The problem with this method is that you may not know you have the wrong bank account for 3-4 days. It is 3-4 days because the RDFI (Receiving Depository Financial Institution), has up to three (3) days to respond to whether the Prenote was bad. Because of the wait time, you are forced to set up a “hold-time process”. Meaning the account holder is allowed to enter their ACH transaction online first, but the ACH transaction must be held to allow time for the ACH Prenote to process.
In other words, you will need to decide when to “process the payment from your customer” based on the number of days with “no bad news” from the ACH Network.

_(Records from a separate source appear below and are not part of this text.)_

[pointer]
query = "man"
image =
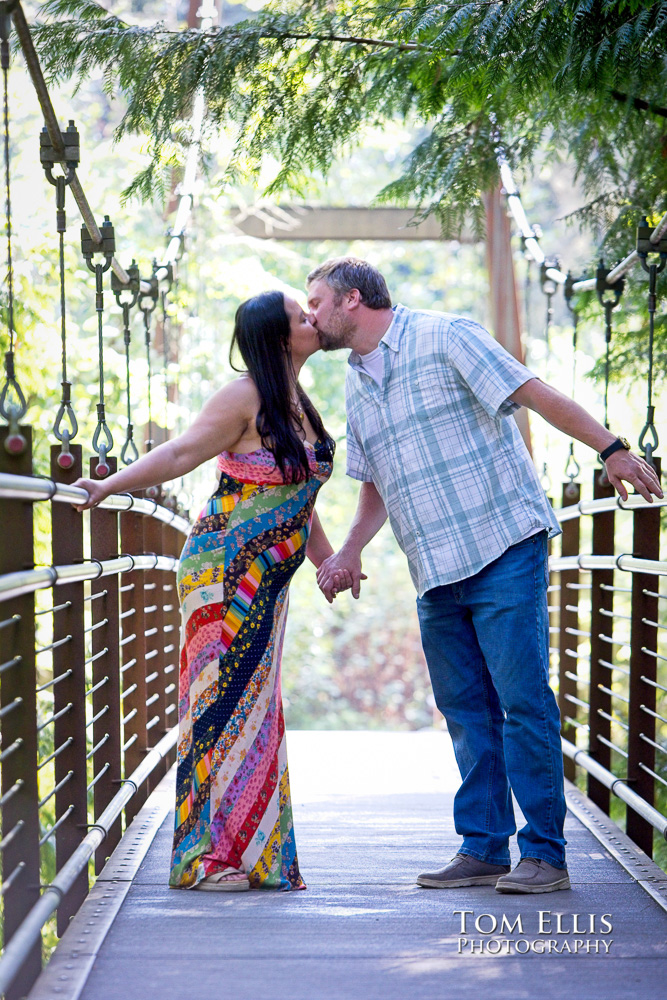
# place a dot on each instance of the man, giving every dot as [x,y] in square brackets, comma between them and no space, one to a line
[430,399]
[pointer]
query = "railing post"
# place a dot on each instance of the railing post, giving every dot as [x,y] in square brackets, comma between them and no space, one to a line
[106,750]
[602,600]
[69,663]
[18,722]
[172,633]
[133,644]
[641,735]
[155,659]
[569,617]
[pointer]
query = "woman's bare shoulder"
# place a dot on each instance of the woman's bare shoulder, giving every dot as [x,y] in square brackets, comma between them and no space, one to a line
[241,393]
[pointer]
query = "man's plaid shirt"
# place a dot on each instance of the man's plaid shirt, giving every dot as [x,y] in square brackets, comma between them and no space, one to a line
[453,471]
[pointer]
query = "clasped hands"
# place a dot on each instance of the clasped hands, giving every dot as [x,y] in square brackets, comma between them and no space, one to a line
[341,571]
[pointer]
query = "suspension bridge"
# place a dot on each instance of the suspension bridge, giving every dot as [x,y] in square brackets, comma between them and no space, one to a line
[91,777]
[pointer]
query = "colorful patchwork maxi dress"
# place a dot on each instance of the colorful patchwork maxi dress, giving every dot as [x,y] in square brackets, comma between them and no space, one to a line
[233,803]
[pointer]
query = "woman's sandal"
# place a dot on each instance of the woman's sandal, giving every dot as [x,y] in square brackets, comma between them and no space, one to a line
[227,880]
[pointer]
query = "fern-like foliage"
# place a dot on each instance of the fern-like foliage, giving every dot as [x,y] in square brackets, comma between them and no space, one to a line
[298,81]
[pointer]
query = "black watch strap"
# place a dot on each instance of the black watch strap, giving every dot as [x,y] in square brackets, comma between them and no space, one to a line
[615,446]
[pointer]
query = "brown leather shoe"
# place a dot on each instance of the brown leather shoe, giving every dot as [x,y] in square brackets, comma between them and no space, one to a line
[534,875]
[463,870]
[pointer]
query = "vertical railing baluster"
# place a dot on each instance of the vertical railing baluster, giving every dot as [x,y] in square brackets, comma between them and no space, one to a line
[644,608]
[568,619]
[106,671]
[602,599]
[133,659]
[155,660]
[173,545]
[69,663]
[18,722]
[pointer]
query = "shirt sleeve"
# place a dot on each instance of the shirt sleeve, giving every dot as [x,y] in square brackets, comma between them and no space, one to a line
[357,464]
[489,371]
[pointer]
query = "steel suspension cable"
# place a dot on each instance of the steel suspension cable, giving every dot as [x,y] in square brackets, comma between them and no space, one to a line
[646,245]
[88,249]
[15,409]
[602,287]
[69,161]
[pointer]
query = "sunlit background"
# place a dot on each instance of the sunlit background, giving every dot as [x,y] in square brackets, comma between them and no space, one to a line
[356,664]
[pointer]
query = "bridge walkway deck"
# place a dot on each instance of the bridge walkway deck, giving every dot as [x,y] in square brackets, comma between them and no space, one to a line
[371,811]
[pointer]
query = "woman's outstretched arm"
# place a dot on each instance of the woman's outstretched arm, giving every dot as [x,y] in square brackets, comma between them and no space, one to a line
[219,427]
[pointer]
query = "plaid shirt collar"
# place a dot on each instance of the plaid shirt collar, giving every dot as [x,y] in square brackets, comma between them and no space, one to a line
[392,337]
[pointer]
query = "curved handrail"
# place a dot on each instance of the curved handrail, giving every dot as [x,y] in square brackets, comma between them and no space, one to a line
[27,581]
[33,488]
[28,932]
[604,504]
[627,562]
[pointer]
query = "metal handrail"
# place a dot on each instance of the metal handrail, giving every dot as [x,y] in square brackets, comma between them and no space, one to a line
[634,502]
[38,489]
[627,562]
[617,786]
[27,581]
[28,933]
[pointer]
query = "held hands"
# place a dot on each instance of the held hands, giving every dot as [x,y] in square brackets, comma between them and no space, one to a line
[341,571]
[625,465]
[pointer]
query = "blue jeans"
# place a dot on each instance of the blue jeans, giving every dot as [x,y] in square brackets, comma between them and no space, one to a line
[486,640]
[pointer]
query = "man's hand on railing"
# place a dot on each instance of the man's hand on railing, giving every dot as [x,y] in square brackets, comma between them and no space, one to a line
[625,465]
[97,491]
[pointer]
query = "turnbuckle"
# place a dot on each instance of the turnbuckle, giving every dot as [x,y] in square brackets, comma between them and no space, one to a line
[65,434]
[102,448]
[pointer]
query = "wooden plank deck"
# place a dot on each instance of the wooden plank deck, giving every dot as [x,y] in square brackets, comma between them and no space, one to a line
[371,811]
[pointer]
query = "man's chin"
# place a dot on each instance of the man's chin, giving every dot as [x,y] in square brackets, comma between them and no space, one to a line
[327,343]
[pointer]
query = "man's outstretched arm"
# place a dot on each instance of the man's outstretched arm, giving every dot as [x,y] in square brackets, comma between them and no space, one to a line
[573,420]
[368,520]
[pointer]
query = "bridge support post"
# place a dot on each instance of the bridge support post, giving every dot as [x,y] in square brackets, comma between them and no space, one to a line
[569,618]
[18,722]
[133,656]
[69,663]
[602,600]
[643,669]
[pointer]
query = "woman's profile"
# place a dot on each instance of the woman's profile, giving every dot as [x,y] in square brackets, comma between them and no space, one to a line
[233,825]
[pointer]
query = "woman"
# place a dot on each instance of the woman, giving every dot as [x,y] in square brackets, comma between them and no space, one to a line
[233,827]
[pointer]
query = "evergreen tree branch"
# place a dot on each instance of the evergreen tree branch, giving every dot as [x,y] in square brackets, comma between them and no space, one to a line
[639,103]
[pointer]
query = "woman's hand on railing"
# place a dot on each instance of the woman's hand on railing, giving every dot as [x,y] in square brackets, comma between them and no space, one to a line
[625,465]
[97,491]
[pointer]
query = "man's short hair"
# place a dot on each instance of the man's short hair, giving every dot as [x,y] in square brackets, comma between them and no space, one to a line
[345,273]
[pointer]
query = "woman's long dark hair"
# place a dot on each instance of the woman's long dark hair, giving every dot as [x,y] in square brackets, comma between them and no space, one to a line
[261,333]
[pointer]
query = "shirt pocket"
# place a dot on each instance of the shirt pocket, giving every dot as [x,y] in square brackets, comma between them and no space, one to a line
[425,396]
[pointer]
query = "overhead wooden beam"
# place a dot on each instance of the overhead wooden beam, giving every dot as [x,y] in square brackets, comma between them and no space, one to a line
[305,222]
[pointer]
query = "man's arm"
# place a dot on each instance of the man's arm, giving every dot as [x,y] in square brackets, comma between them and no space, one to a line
[573,420]
[370,516]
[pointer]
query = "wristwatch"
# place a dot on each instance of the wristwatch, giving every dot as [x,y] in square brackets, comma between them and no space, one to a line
[615,446]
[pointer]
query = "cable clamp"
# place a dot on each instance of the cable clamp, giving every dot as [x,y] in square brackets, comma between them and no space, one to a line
[129,448]
[99,566]
[649,447]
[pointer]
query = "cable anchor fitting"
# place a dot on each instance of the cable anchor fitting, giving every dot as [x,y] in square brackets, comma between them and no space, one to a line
[572,471]
[65,434]
[645,246]
[102,448]
[70,158]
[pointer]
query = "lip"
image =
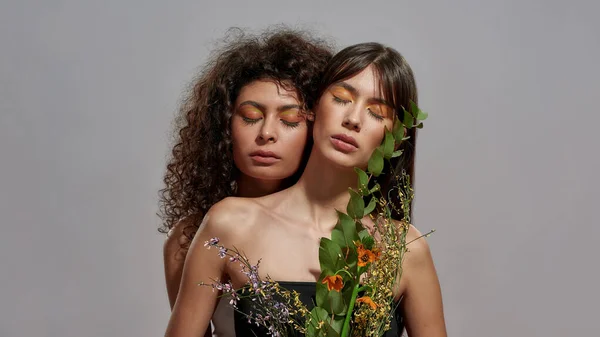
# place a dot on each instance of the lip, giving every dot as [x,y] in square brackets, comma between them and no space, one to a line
[344,143]
[265,157]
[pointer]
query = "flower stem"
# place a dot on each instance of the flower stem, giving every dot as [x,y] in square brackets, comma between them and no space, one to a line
[346,327]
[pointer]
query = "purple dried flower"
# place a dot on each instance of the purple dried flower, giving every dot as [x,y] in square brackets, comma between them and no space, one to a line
[212,242]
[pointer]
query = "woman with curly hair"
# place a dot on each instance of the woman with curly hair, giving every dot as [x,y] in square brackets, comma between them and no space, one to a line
[362,92]
[242,132]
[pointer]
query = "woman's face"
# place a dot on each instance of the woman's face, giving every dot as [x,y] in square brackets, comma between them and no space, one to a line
[269,131]
[350,120]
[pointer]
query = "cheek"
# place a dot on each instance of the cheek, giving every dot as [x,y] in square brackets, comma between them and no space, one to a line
[295,142]
[241,134]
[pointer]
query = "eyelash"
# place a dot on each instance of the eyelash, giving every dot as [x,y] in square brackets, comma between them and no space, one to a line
[345,102]
[250,121]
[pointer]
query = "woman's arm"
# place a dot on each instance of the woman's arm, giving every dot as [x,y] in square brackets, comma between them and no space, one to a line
[174,253]
[194,304]
[422,298]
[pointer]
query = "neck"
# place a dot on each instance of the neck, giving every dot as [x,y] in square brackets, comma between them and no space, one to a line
[249,187]
[323,189]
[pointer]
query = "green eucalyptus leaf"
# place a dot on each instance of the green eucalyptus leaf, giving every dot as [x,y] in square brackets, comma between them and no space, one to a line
[363,180]
[362,234]
[375,188]
[338,237]
[397,153]
[409,120]
[348,229]
[332,301]
[376,162]
[317,314]
[368,241]
[356,205]
[416,111]
[371,206]
[398,131]
[330,256]
[388,144]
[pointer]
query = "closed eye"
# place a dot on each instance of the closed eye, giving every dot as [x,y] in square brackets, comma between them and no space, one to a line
[340,101]
[250,121]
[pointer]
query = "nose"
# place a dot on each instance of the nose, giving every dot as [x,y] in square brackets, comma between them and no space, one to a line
[267,132]
[352,119]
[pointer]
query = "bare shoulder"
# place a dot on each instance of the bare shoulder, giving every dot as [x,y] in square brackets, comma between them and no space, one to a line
[180,236]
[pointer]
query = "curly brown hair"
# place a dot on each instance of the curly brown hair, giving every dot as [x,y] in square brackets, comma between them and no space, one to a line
[201,171]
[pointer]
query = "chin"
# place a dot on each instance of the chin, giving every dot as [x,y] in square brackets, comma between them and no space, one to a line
[342,160]
[267,173]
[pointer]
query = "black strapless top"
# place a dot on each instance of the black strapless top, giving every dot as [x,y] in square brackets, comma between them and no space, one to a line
[307,292]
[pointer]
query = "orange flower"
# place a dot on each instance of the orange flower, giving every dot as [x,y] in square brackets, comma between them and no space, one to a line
[367,300]
[365,255]
[334,282]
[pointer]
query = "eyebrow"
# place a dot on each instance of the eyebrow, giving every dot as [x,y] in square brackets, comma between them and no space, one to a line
[262,107]
[354,92]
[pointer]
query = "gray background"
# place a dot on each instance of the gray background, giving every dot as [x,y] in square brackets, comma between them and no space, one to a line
[506,164]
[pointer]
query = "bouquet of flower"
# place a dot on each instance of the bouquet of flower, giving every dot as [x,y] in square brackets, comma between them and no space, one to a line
[360,263]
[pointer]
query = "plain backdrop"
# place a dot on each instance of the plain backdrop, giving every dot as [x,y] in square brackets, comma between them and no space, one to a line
[506,167]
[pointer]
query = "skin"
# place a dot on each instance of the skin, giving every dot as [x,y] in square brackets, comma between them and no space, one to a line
[265,228]
[266,117]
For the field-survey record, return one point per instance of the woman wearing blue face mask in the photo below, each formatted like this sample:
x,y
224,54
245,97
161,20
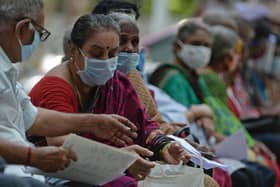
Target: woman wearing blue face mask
x,y
89,82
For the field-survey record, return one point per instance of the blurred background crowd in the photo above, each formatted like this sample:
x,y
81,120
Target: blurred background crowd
x,y
158,22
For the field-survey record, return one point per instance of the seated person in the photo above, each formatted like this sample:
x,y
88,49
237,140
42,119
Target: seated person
x,y
88,82
182,82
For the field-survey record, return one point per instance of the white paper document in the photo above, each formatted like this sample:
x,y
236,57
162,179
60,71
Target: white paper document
x,y
197,159
97,163
233,146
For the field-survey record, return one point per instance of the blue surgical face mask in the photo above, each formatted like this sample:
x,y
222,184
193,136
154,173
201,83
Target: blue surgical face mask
x,y
97,72
127,62
141,63
28,50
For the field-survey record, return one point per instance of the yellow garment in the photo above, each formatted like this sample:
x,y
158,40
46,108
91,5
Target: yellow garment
x,y
210,182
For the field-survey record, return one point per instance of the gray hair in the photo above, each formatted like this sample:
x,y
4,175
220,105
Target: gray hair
x,y
122,18
217,18
89,24
224,40
190,27
11,10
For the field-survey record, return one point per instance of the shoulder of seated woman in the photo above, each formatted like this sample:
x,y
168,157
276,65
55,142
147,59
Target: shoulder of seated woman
x,y
60,71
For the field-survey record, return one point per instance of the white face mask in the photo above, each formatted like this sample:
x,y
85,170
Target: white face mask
x,y
194,57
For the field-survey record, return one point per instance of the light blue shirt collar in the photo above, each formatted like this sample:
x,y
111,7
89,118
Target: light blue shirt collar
x,y
5,63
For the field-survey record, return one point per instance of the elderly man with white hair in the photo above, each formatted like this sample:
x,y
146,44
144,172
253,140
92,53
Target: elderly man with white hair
x,y
21,31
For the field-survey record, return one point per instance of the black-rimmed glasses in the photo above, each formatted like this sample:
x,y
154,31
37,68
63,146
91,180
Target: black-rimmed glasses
x,y
44,33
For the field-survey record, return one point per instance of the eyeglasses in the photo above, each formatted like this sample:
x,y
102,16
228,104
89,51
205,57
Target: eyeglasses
x,y
44,33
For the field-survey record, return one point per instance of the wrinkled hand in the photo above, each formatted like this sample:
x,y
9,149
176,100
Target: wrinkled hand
x,y
141,167
115,128
260,147
173,153
208,125
51,159
204,150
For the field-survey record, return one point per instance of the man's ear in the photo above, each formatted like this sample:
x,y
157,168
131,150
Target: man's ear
x,y
21,28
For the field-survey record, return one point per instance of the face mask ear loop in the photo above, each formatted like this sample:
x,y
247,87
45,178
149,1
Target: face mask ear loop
x,y
29,26
85,61
180,43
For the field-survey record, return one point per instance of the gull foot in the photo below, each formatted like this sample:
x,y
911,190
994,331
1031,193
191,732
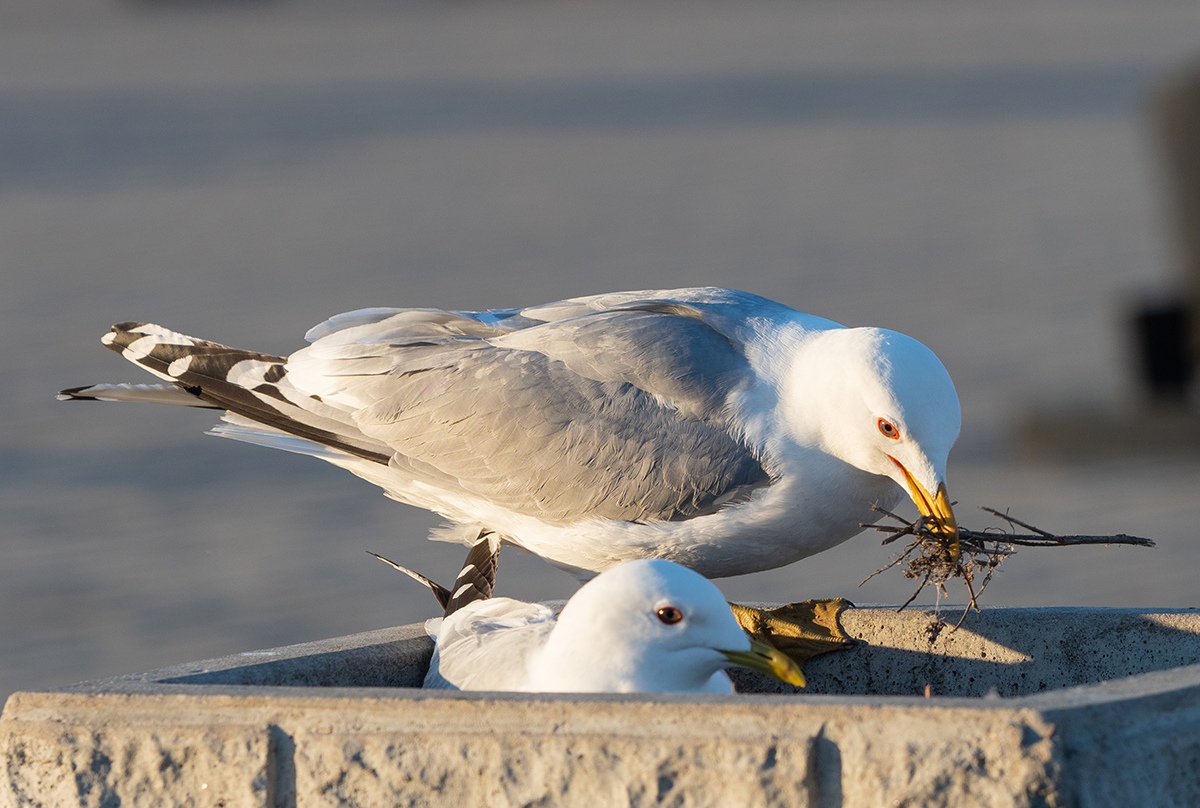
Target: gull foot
x,y
802,630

To make this a bit clearer, let’s say a hold-time process for a Prenote might be:
- Process the Prenote on a Monday.
- Hold the payment for one week (until next Monday).
- If no ACH Return of the Prenote (after 3-4 business days), then process the payment from the customer.
The good thing about a Prenote is that the customer does not need to be involved like a Micro-Deposit process requires (below). This means the payment can be collected at the time of entry and held while the Prenote is processed. Then, based on the results of the Prenote, the payment can be processed or not.
- SPEED: Requires at least 3-4 days at minimum before you process the ACH Transaction given by the bank account holder.
- STEPS: It does not require the customer to verify anything, but a hold-time process is required before you can process the original ACH transaction/payment.
- ACCURACY: Extremely accurate but requires a hold-time process be put in place before processing of the customer’s payment.
- COST: Very Low
E-Complish Overall Score: 6 (out of 10)
The ACH Micro-Payment approach is to gather the banking information from the bank account owner and then send one or two transactions to the bank account number given by your customer/bank account owner. The customer bank account owner will then need to verify one or two transactions via your online website. The ACH transaction(s) can be a single deposit, a deposit & deposit, deposit & debit, or debit & debit. The small amounts have to be verified, (by the bank account owner), online before the original ACH transaction can be processed.
This is where the whole process becomes slow. Not only are one-to-two transactions processed (which does cost something), but you are forced to wait for the customer to go online with their bank, then go online with you to enter those deposit/debit amounts.
Note: This is all BEFORE you take an ACH transaction from the customer. This is by far the slowest process of all available methods, but also the most secure and accurate.
Additionally, this process usually requires some sort of reminder (email, text, or mail) for the customer to go and verify the micro-transactions. This is where it becomes prolonged.
- SPEED: Usually about a week, but depends on how fast the customer can verify the micro-transactions
- STEPS: Can be done online but requires a two-step approach before payment can be accepted. Would also need some sort of reminder to be sent to the customer
- ACCURACY: Extremely Accurate
- COST: Low
E-Complish Overall Score: 5 (out of 10)
With regards to the above Bank Account Verifications methods, we can say that E-Complish has not decided on a process yet with regard to offering bank account verification to its clients. In all honesty, our team is not sure if we are going to go with one approach or offer all three. It’s been a hard decision for us!
As a bit of good news, we know that Nacha is working on a Verification System within the ACH Network that operates on a same-day turnaround. Unfortunately, this is not expected until 2022-23.
Note: If you are a client of E-Complish, we are here to help! We can provide one of the ACH Verification Services (listed above), or we can connect to your existing ACH Verification Service that you already have in place. You choose, but it needs to be in place by March 2021.